By virtue of their unique business, KPIT’s situation is perhaps more acute. Two of its largest software-defined vehicle (SDV) programs are winding down by next year. If those programs had continued, KPIT would have seen an additional 4-5% sequential growth per quarter. However, they’re optimistic that they can eventually offset this with new deals.
But, the real issue is broader: across the world, the automotive industry is seeing a downcycle. In particular, European automakers, which make up a large chunk of KPIT’s business, are struggling. This, as we’d covered 2 quarters ago, is what also ailed Tata Elxsi, a more direct peer of KPIT than Coforge or Persistent.
Beyond this, though, geopolitics has created a strange, dark cloud over the heads of the industry as a whole.
For instance, Coforge suffered a loss of ₹140-150 crores on hedges as the rupee depreciated against the dollar. Additionally, due to the Strait of Hormuz crisis spiking oil prices, global airline Spirit Airlines had to wind down operations. This directly hurt Coforge’s margins, but the hit didn’t make a material difference to their otherwise solid quarter.
And since most cars still run on oil, KPIT also finds itself in the crosshairs of this crisis. They haven’t seen higher oil prices affect the spending of their clients yet, but are certainly worried if the situation persists over the next few months. What’s also worth noting is that, by KPIT’s own admission, their growth is not dependent on EVs.
Conclusion
The midcap IT business is riding tailwinds that are far more favorable than their larger peers.
Their strongest defense is their proprietary IP built on domain depth, which they combine with their lack of organizational bloat and ability to move fast.
But here’s the thing: as enterprise clients build more in-house AI capability, and with each new LLM development, clients’ patience for premiums based on “domain expertise“ might actually compress. There is still little visibility on a definitive AI moat. For KPIT in particular, the priority is more immediate, as they also try to navigate headwinds in a sector that’s struggling globally.
Yet largely, their answer to AI deflation has been what any company can and should do in the face of a technology disruption: invest in innovation, then commercialize the innovation fast.
Tidbits
[1] Hyundai India plans ₹7,500-cr capex for FY 2026-27
During its recent earnings call Hyundai Motor India plans to spend ₹7,500 crore in capital expenditure and will roll out a new mid-size SUV, and a localised electric compact SUV this year.

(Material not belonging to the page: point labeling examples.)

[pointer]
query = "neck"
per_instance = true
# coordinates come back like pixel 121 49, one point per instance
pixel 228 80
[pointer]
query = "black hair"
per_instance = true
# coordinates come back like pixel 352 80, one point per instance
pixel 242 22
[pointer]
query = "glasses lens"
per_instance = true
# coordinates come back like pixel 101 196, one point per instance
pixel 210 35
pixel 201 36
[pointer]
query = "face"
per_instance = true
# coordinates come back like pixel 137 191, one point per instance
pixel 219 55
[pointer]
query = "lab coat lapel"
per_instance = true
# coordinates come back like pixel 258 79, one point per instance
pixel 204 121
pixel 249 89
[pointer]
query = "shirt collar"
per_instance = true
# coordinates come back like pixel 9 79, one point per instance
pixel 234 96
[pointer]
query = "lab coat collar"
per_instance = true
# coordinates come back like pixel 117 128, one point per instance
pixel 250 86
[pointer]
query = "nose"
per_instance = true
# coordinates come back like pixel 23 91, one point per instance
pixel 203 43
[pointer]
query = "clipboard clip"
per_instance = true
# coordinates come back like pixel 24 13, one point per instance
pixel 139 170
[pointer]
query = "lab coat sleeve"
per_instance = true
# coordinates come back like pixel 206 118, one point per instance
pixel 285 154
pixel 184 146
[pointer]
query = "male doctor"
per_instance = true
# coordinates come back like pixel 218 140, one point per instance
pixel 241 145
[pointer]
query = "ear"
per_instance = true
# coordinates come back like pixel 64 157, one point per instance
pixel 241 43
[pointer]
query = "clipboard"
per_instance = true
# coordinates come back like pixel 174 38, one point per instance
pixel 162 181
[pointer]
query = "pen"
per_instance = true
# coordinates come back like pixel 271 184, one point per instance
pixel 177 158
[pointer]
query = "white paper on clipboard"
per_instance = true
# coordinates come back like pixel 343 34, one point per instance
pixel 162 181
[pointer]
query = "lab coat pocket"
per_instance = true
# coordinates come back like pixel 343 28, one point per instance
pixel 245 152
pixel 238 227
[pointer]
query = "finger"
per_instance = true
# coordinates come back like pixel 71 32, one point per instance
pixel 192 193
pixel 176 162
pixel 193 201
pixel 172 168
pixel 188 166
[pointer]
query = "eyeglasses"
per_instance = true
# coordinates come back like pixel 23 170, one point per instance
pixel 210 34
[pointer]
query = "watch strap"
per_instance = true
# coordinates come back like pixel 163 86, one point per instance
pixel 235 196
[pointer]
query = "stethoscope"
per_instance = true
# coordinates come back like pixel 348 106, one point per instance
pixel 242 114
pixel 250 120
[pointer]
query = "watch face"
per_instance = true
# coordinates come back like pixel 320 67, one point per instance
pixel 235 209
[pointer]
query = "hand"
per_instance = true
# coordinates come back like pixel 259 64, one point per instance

Hyundai expects its domestic sales and exports to grow by 8-10% in FY27.
Source: EconomicTimes
[2] Rupee logs sharpest fall in a month as crude oil runs hot over US-Iran stalemate
The Indian rupee endured its sharpest drop in more than a month on Monday to end at it weakest closing level on record as a run-up in crude prices battered the currency after U.S. President Donald Trump rejected Iran’s response to a U.S. peace proposal.
Source: Hindu BusinessLine
[3] Sebi proposes additional measures to strengthen buyback framework
The Securities and Exchange Board of India (Sebi) has proposed additional measures to its earlier proposal of reintroducing open market buybacks through stock exchanges after consultation with the Primary Market Advisory Committee (PMAC).